Hoosen joined the Independent Democrats in 2005 and served as head of the party's campaign in the 2006 municipal elections. He was soon elected Secretary-General of the ID in 2007. He joined the National Assembly in the same year. The ID joined the DA in 2010 and Hoosen was given dual party membership. In 2012, Hoosen was elected as the Provincial Chairperson of the DA. He became a DA MP in 2014 and was named the party's Shadow Minister of Home Affairs. He was re-elected as provincial chair in 2015.

Ahead of the 2016 municipal elections, Hoosen was selected as the DA's mayoral candidate for the eThekwini Metropolitan Municipality. The ANC retained control of the municipality and Hoosen remained an MP. Hoosen did not run for re-election as provincial chair in 2018.

In 2019, he became the Shadow Minister of Cooperative Governance and Traditional Affairs.

In December 2020, Hoosen was appointed as the DA's spokesperson on the Standing Committee on the Auditor-General.

On 19 February 2024, Hoosen resigned as a member of the National Assembly.

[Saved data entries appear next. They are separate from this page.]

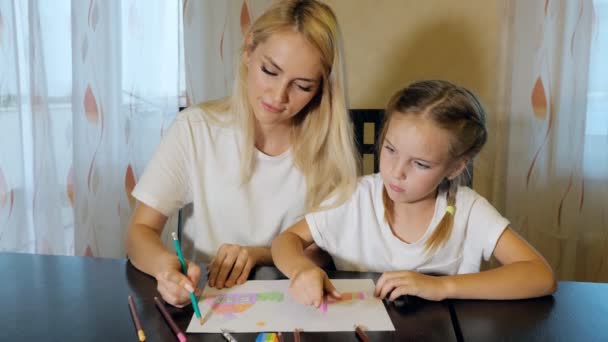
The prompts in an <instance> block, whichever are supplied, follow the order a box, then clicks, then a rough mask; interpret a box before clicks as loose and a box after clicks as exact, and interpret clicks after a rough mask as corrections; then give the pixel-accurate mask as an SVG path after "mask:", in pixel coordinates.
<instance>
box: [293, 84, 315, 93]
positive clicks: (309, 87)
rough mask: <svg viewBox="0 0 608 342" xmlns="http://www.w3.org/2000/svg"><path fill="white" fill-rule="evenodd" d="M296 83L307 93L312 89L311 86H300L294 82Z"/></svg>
mask: <svg viewBox="0 0 608 342" xmlns="http://www.w3.org/2000/svg"><path fill="white" fill-rule="evenodd" d="M296 85H297V86H298V88H300V90H302V91H305V92H307V93H308V92H310V91H311V90H312V87H305V86H301V85H298V84H296Z"/></svg>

On 26 September 2025, DA leader John Steenhuisen announced Hoosen as the party's mayoral candidate for the eThekwini Metropolitan Municipality for the 2026 local government elections.

==Controversies==

In 2011, Errol Walters, who served on the Democratic Alliance's electoral college, stated that the party was 'rife with nepotism and cronyism', alluding to the 'parachuting' of Hoosen's wife- Sharon Chetty. The then DA provincial leader Sizwe Mchunu stated: “It’s absolute, absolute lies.” Mchunu explained that: “This appears to be people who are aggrieved they didn’t make it… it’s sour grapes”.

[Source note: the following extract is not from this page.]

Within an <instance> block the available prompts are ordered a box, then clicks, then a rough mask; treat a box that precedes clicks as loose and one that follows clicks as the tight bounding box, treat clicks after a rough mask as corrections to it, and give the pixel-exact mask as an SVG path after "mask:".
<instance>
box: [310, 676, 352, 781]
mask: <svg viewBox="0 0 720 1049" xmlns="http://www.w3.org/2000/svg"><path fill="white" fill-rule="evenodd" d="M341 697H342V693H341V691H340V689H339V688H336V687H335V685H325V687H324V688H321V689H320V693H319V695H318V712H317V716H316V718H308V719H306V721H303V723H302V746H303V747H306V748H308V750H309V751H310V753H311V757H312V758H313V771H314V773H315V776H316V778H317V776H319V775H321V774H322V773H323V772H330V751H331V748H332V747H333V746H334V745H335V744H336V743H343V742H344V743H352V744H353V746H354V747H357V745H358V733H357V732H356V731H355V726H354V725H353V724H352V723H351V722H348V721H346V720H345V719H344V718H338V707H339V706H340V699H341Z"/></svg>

In 2015- Hoosen who was at the time the then secretary-general of the Independent Democrats (ID) found out from the Sunday Star that one of the ID's parliamentary nominees, Narentuk Jumuna, was a convicted killer. Narentuk Jumuna, also served with Hoosen in the National Party. Jumuna, previously known as Shan Mohangi, was convicted of the murder of Hazel Mullen in Dublin, Ireland in 1962. Hoosen later stated 'that had the party been aware of the issue in the first place, Jumuna would not have been selected as a candidate.'

In 2016, Hoosen was nominated as the Democratic Alliance's mayoral candidate for eThekwini. The ANC provincial spokesman, Mdumiseni Ntuli, stated that Hoosen's 'apartheid past effectively disqualified him from running for the eThekwini mayoral position'. Hoosen was a full-time, paid organizer for the National Party during Apartheid- a fact that Hoosen confirmed during a multi-party debate on Radio Al-Ansaar.

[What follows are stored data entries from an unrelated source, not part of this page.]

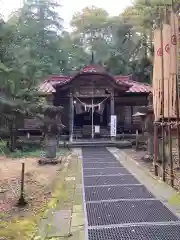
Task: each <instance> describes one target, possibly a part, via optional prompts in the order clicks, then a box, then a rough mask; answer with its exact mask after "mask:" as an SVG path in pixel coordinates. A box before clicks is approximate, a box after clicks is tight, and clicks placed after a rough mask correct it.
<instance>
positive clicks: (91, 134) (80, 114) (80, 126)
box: [74, 99, 109, 138]
mask: <svg viewBox="0 0 180 240" xmlns="http://www.w3.org/2000/svg"><path fill="white" fill-rule="evenodd" d="M108 120H109V119H108V104H107V102H106V101H103V100H102V99H101V100H99V99H98V100H97V99H96V100H95V101H94V104H93V105H92V104H89V103H88V101H87V100H86V101H85V100H82V101H81V100H76V101H74V137H75V138H76V137H77V135H79V136H80V135H81V137H82V138H101V137H102V133H103V132H104V131H105V129H106V132H108V130H107V128H108ZM80 133H81V134H80Z"/></svg>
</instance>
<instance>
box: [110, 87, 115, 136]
mask: <svg viewBox="0 0 180 240" xmlns="http://www.w3.org/2000/svg"><path fill="white" fill-rule="evenodd" d="M110 112H111V115H114V114H115V107H114V91H112V92H111V99H110ZM110 122H111V116H110ZM110 131H111V127H110ZM114 139H115V137H111V140H114Z"/></svg>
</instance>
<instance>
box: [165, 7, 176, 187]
mask: <svg viewBox="0 0 180 240" xmlns="http://www.w3.org/2000/svg"><path fill="white" fill-rule="evenodd" d="M166 21H167V22H168V9H167V8H166ZM170 81H171V78H170V75H169V79H168V96H169V98H170V94H172V92H171V91H172V88H171V83H170ZM170 99H171V98H170ZM170 99H168V106H167V107H168V109H167V113H168V145H169V146H168V148H169V162H170V182H171V186H172V187H173V186H174V171H173V156H172V134H171V129H172V128H171V121H170V108H172V101H170Z"/></svg>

Hoosen has called for the review and debate of immigration regulations, reflecting the DA's stance on immigration, which has been criticized as anti-poor and xenophobic. The DA's rhetoric suggests that foreigners are responsible for high unemployment rates and job theft from South Africans, a perspective that has faced backlash for promoting xenophobia.